En esto cabe la vieja anécdota de Picasso, cuando unos oficiales alemanes le señalaron el "Guernica". ¿Usted hizo eso?, le preguntaron. No -les dijo Picasso-. Ustedes lo hicieron. Los neonacionalistas le dicen a Washington algo parecido. El prometido ingreso en el Primer Mundo no se produjo, la pobreza se mantuvo o creció, y fueron abandonados a su suerte por la nueva madre patria, que le dio la espalda a América latina y se concentró únicamente en sus costosas guerras de Medio Oriente.

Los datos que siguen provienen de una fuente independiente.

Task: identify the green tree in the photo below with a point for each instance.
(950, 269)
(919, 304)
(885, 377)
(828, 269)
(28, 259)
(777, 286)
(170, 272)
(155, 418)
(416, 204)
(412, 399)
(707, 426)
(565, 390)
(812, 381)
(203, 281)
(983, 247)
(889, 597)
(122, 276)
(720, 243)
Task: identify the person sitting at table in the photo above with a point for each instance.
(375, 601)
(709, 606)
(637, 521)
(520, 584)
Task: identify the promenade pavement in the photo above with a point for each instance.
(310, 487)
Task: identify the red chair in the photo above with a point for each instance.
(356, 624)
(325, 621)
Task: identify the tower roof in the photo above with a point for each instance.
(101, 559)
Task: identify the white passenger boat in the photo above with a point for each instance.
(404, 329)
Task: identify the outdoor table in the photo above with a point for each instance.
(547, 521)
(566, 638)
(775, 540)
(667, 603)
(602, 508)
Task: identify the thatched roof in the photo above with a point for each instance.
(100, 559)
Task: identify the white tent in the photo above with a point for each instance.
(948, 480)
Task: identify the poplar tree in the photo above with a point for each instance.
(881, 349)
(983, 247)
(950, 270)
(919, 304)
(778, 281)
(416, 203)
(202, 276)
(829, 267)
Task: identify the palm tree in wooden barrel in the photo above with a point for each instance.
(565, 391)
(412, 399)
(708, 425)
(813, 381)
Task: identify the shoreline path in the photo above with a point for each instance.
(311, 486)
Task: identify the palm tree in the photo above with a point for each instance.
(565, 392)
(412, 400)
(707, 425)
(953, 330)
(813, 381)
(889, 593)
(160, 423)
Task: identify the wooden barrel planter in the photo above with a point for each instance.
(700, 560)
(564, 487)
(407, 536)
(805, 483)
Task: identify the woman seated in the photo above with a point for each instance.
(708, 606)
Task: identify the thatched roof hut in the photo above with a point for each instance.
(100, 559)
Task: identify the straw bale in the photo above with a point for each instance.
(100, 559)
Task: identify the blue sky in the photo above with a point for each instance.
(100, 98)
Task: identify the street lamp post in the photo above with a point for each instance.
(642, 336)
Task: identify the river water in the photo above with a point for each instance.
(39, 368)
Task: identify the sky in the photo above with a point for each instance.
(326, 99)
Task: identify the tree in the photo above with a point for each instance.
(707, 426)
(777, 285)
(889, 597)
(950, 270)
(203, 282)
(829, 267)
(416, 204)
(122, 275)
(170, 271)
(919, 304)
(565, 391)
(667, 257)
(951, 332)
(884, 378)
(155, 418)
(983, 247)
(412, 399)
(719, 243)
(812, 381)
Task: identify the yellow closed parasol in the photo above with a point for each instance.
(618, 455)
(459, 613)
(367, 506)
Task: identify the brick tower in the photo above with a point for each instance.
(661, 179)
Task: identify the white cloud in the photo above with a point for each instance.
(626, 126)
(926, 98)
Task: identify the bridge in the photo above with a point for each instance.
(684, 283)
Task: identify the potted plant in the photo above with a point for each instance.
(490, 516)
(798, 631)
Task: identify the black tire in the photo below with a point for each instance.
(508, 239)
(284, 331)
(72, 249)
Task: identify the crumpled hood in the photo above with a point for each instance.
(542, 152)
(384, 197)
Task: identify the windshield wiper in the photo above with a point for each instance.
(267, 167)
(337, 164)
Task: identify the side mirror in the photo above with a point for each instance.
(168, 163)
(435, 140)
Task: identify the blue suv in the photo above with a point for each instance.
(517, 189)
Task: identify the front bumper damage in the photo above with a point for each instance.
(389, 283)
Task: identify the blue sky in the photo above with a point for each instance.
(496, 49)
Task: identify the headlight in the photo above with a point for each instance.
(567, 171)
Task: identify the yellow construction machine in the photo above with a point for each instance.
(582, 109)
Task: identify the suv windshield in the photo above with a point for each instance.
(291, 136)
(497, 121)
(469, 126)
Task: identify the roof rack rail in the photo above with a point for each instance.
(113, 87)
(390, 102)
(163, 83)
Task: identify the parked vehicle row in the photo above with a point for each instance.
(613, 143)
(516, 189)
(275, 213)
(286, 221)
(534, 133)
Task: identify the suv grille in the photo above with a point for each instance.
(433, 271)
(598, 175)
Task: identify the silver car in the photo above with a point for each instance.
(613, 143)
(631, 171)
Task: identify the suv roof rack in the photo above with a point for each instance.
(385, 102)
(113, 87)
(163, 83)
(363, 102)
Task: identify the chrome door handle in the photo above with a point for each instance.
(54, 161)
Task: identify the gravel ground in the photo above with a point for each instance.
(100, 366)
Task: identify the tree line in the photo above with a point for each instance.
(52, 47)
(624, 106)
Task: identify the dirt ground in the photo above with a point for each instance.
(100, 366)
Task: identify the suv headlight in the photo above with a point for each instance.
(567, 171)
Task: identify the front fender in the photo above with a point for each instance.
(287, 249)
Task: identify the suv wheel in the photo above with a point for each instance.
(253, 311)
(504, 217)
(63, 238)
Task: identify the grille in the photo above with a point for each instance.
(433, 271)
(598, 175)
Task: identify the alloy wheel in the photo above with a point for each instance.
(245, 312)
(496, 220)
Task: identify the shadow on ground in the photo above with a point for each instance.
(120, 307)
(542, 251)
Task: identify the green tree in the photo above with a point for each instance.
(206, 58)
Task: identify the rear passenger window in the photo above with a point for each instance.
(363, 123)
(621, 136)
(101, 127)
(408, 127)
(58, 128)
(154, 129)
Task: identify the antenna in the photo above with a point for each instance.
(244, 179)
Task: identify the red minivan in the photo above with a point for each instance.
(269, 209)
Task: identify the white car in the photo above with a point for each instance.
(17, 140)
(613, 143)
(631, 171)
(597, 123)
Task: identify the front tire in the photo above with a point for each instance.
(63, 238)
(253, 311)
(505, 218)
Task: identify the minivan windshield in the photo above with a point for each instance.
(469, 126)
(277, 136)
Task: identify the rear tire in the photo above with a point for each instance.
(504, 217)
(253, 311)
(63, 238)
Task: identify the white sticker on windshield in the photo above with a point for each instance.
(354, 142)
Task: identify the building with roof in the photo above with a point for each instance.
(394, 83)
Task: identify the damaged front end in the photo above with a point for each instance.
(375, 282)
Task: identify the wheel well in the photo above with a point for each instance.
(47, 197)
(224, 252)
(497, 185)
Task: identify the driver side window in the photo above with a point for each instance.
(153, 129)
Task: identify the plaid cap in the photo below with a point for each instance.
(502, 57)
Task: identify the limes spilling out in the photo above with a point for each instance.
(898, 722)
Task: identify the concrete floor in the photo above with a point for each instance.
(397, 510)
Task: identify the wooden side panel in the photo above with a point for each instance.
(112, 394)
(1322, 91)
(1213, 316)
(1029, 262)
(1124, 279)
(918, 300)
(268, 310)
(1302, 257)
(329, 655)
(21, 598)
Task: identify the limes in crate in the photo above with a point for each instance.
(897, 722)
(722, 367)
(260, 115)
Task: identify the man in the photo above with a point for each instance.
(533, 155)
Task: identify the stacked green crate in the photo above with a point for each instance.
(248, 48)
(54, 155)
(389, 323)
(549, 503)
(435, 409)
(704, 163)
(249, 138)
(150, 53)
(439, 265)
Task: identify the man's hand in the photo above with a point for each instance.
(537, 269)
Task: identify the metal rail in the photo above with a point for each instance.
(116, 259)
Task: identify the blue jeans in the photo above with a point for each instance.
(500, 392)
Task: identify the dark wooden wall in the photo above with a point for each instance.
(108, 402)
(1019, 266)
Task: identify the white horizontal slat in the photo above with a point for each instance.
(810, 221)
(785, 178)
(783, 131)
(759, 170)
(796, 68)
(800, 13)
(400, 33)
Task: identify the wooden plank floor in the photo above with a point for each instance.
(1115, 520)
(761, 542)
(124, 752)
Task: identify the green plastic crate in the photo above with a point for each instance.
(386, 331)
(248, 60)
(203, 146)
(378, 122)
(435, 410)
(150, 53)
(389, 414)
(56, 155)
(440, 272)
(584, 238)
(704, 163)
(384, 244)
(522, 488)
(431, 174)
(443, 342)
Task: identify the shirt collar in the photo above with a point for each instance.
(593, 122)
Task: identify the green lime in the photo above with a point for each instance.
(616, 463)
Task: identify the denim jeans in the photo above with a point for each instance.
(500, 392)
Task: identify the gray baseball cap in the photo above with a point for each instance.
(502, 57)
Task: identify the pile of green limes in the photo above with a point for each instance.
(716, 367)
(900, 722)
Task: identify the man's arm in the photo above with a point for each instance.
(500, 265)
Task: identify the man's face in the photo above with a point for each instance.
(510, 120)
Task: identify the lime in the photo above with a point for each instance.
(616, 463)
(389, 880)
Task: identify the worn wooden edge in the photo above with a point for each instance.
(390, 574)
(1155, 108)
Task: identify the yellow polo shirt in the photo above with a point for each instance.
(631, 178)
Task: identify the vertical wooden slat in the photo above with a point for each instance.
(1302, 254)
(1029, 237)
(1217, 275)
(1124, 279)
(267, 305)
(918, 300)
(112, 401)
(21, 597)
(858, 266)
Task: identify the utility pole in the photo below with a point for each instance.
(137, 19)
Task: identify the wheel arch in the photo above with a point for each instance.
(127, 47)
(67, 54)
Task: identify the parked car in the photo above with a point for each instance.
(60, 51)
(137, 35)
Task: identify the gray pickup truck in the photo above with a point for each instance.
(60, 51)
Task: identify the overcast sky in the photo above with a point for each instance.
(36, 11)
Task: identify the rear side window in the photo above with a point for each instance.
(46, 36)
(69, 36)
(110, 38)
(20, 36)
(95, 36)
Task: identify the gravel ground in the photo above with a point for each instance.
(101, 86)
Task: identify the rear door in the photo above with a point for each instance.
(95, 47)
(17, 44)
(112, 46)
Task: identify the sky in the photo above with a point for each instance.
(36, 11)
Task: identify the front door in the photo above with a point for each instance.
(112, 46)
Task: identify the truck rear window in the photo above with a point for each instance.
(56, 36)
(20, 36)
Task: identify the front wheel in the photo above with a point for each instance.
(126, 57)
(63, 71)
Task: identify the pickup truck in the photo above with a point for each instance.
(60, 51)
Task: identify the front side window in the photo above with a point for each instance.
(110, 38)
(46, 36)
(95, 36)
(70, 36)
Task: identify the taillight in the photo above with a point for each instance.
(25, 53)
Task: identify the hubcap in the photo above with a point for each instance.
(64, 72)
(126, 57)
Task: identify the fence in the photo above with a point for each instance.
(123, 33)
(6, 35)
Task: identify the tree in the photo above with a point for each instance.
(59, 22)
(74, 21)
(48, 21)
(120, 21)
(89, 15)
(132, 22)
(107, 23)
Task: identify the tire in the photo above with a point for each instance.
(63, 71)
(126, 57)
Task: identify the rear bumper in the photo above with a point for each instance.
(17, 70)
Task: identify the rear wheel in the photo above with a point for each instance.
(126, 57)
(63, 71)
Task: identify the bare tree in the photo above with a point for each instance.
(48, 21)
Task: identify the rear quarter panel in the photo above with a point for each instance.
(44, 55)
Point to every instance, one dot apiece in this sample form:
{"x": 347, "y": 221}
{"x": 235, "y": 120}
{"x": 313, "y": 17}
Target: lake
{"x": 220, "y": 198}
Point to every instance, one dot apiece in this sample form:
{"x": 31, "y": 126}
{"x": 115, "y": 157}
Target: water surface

El nacionalismo fracasó en el pasado por su mirada dirigista, endogámica, provinciana y prejuiciosa. Su gran desafío de hoy sería demostrar que puede ser económicamente eficiente. Los peligros son grandes: no comprender una vez más las corrientes del mercado, generar demagogias y clientelismos, espantar las inversiones extranjeras y caer en chauvinismos baratos que, también por paradoja, llenen de tensión a América latina por problemas limítrofes y otros excesos de la soberanía. Esos defectos monstruosos del nacionalismo fueron diagnosticados por alguien que no conoció a Kirchner ni a Chávez ni a Jauretche: El nacionalismo es una enfermedad infantil -dijo Albert Einstein-. Es el sarampión de la humanidad.
Si esos pecados se repitieran, el liberalismo bien entendido tendría una oportunidad. En la Argentina, como en toda América, la oposición será entonces liberal o no será nada.